Indian Ocean shifts ‘stoking droughts’

Indonesia and perhaps Australia risk more droughts because of shifts in Indian Ocean temperatures and stronger monsoons widely linked to global warming, scientists say.

They said studies of 6,500-year-old fossil corals had helped to reveal unexpected links between monsoons, droughts and periodic cooling of the eastern Indian Ocean known as the Indian Ocean Dipole (IOD).

A trend towards stronger monsoons in Asia “will probably serve to prolong IOD-related droughts in western Indonesia, and possibly also southern Australia”, the scientists wrote in the journal Nature.

More droughts could disrupt agriculture, slow an Indonesian drive to end poverty, lead to more wildfires that cause both smog and deforestation, threaten wildlife habitats and disrupt hydropower generation.

The scientists said recent stronger monsoons had been widely linked by scientists to a global warming blamed on human burning of fossil fuels. But most studies of monsoon have focused on the likelihood of more rains in India and other parts of Asia.

“Our findings suggest that the some of the knock-on effects will cause more widespread consequences … than previously thought,” said Nerilie Abram of the Australian National University of the report in the journal Nature.

She said that the Dipole oscillation of the Indian Ocean, reversing usual winds and disrupting ocean temperatures, was similar to the better-known El Nino shifts in the Pacific Ocean.

“With a Dipole we get very cold temperatures off the coast of western Indonesia,” she told Reuters of a report written with colleagues in China, the United States and Indonesia.

“Those cold temperatures reduce the amounts of rainfall so you end up with intense droughts in western Indonesia and then you don’t get the cloud bands forming there that travel across to parts of Australia,” Abram said.

The last Dipole peaked in October-November 2006, following monsoon rains that typically last from May-September. The previous Dipole was in 1997-98.

A current El Nino event in the Pacific also tends to draw rainfall eastwards from Indonesia, aggravating droughts.
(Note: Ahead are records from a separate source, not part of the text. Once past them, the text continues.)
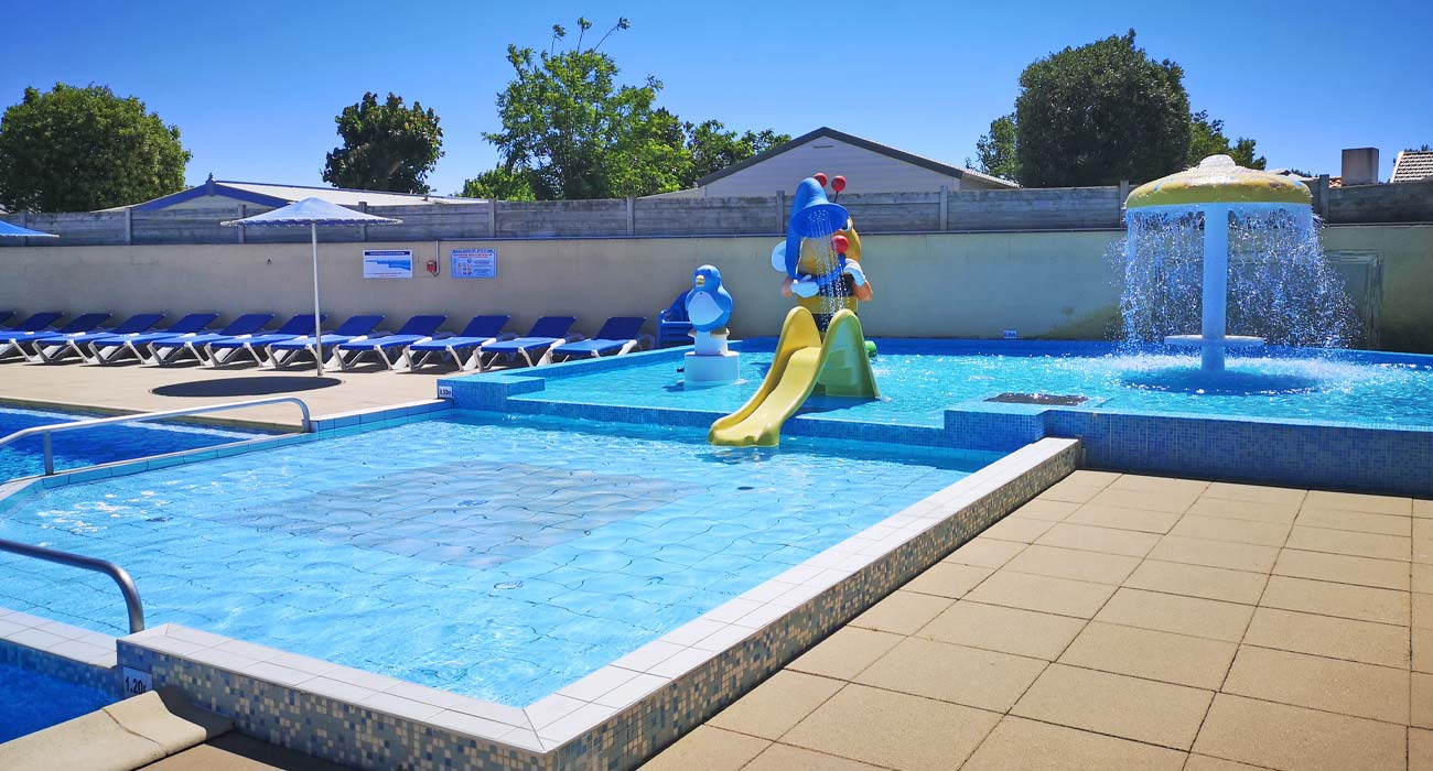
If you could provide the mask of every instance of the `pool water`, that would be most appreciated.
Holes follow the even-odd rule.
[[[0,407],[0,437],[21,428],[70,423],[99,416]],[[116,460],[178,453],[254,439],[252,431],[231,431],[173,423],[126,423],[52,437],[54,470],[80,469]],[[0,447],[0,483],[44,473],[44,439],[29,437]]]
[[[152,625],[524,707],[999,457],[479,416],[49,490],[0,537],[118,562]],[[36,560],[0,606],[123,633]]]
[[[572,401],[731,413],[761,384],[771,345],[741,354],[741,380],[686,390],[679,360],[590,374],[549,377],[526,401]],[[1109,410],[1433,426],[1433,365],[1369,364],[1330,358],[1231,357],[1224,375],[1199,371],[1195,355],[914,353],[887,345],[871,367],[880,401],[814,397],[802,414],[941,426],[944,410],[1002,393],[1083,396]],[[1426,358],[1426,357],[1423,357]],[[1430,360],[1433,361],[1433,360]]]
[[[115,704],[103,691],[0,664],[0,744]]]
“If the consensus holds true that the Asian monsoon will intensify with climate warming, Indonesia can expect more frequent and longer droughts,” Jonathan Overpeck and Julia Cole, both of the University of Arizona, wrote in a separate commentary in Nature.

“Rural livelihoods and natural resources will thus be at greater risk as drought undercuts regional food supplies and stokes wildfires that also generate exceedingly poor air quality in the region.”